Solution NMR Structures of Active Pyrenophora tritici-repentis ToxB and its Inactive Homolog Reveal Potential Determinants of Toxin Activity.

Related Articles Solution NMR Structures of Active Pyrenophora tritici-repentis ToxB and its Inactive Homolog Reveal Potential Determinants of Toxin Activity.

J Biol Chem. 2014 Jul 26;

Authors: Nyarko A, Singarapu KK, Figueroa M, Manning VA, Pandelova I, Wolpert TJ, Ciuffetti LM, Barbar E

Abstract
Ptr ToxB (ToxB) is a proteinaceous host-selective toxin produced by Pyrenophora tritici-repentis (Ptr), a plant pathogenic fungus that causes the disease tan spot of wheat. One feature that distinguishes ToxB from other host-selective toxins is that it has naturally occurring homologs in non-pathogenic Ptr isolates that lack toxic activity. There are no high-resolution structures for any of the ToxB homologs, or for any protein with greater than 30% sequence identity, and therefore what underlies activity remains an open question. Here we present the NMR structures of ToxB and its inactive homolog toxb. Both proteins adopt a ?-sandwich fold comprising three strands in each half that are bridged together by two disulfide bonds. The inactive toxb, however, shows higher flexibility localized to the sequence-divergent ?-sandwich half. The absence of toxic activity is attributed to a more open structure in the vicinity of one disulfide bond, higher flexibility, and residue differences in an exposed loop that likely impacts interaction with putative targets. We propose that activity is regulated by perturbations in a putative active site loop and changes in dynamics distant from the site of activity.
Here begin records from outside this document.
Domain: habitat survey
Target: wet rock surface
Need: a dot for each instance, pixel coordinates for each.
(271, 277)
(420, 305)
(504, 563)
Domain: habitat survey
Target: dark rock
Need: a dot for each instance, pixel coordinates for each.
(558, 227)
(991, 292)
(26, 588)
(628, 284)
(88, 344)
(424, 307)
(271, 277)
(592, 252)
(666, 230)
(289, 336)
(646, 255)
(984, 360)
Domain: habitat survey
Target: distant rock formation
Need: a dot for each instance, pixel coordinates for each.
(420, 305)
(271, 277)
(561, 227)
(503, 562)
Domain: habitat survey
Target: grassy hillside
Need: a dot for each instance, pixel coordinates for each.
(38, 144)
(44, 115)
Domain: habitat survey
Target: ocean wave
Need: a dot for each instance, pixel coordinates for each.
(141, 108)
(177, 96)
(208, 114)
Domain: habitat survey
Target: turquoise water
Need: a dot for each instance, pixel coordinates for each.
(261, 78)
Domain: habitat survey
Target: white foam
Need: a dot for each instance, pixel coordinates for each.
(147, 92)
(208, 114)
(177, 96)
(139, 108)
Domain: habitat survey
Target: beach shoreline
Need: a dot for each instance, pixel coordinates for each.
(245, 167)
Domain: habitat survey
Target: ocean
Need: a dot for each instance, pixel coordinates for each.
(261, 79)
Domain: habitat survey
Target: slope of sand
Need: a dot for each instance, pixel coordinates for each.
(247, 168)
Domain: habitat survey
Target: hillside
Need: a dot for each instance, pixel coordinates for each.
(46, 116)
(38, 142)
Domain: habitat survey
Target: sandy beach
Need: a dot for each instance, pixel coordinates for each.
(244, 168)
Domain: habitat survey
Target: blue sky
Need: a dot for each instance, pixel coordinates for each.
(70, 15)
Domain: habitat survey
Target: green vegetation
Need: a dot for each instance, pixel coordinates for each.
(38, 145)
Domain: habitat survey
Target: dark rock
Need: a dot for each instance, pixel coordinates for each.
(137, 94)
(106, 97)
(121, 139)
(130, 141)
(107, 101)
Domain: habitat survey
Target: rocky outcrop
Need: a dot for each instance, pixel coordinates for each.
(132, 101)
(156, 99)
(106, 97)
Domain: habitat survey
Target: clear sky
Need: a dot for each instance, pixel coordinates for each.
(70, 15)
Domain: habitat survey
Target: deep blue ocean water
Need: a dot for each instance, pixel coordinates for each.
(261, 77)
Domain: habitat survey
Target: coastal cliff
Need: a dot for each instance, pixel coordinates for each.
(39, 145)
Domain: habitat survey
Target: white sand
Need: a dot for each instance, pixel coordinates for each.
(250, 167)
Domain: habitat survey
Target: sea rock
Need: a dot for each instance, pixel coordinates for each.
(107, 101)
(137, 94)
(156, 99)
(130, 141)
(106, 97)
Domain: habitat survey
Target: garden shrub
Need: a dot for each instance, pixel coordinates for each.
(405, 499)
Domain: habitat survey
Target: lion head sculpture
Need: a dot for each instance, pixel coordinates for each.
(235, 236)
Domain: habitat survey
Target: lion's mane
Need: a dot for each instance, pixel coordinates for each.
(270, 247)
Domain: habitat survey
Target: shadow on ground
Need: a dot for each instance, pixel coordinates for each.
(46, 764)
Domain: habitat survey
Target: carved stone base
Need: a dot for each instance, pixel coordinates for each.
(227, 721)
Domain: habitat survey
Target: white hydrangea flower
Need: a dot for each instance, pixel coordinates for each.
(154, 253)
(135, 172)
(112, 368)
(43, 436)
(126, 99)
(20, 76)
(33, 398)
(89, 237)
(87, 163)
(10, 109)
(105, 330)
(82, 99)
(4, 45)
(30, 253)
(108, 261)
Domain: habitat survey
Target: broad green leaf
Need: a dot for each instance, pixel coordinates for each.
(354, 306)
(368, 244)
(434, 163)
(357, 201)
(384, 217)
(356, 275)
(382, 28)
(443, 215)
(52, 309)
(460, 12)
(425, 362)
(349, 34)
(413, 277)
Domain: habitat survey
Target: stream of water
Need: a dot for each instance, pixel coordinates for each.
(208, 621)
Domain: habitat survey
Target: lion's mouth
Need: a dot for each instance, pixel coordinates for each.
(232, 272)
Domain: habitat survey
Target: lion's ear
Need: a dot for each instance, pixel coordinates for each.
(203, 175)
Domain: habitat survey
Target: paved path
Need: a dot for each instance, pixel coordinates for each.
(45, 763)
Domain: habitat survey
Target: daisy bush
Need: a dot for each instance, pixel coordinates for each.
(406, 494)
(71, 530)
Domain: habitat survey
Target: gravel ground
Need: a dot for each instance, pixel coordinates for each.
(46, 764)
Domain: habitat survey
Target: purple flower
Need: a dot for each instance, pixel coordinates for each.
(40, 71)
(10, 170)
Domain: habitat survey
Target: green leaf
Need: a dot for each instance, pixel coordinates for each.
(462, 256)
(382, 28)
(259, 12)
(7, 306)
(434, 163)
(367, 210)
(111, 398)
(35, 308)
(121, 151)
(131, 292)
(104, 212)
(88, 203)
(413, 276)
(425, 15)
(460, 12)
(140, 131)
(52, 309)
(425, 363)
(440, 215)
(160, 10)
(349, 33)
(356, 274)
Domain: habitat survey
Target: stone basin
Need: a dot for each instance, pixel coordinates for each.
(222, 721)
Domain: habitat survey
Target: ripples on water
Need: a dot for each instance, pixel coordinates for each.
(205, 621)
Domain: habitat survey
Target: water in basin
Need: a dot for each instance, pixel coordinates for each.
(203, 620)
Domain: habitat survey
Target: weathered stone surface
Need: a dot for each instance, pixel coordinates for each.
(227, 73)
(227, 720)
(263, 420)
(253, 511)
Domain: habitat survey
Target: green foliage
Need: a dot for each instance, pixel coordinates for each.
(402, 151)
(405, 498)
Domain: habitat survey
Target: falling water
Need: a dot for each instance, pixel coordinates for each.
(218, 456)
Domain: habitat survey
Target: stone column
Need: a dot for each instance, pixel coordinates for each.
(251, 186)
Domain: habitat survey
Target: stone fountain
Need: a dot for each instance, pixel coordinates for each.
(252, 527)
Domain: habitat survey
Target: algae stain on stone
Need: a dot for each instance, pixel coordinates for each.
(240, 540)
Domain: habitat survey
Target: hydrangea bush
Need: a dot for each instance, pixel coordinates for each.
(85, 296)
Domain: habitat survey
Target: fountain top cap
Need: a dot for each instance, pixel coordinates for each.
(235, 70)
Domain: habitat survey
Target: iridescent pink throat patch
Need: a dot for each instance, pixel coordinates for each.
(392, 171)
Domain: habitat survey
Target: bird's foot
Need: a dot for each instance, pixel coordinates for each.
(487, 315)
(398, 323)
Interestingly, the new structures identify AvrPiz-t, a secreted avirulence protein produced by the rice blast fungus, as a structural homolog to ToxB. This homology suggests that fungal proteins involved in either disease susceptibility such as ToxB or resistance such as AvrPiz-t may have a common evolutionary origin.

PMID: 25063993 [PubMed - as supplied by publisher]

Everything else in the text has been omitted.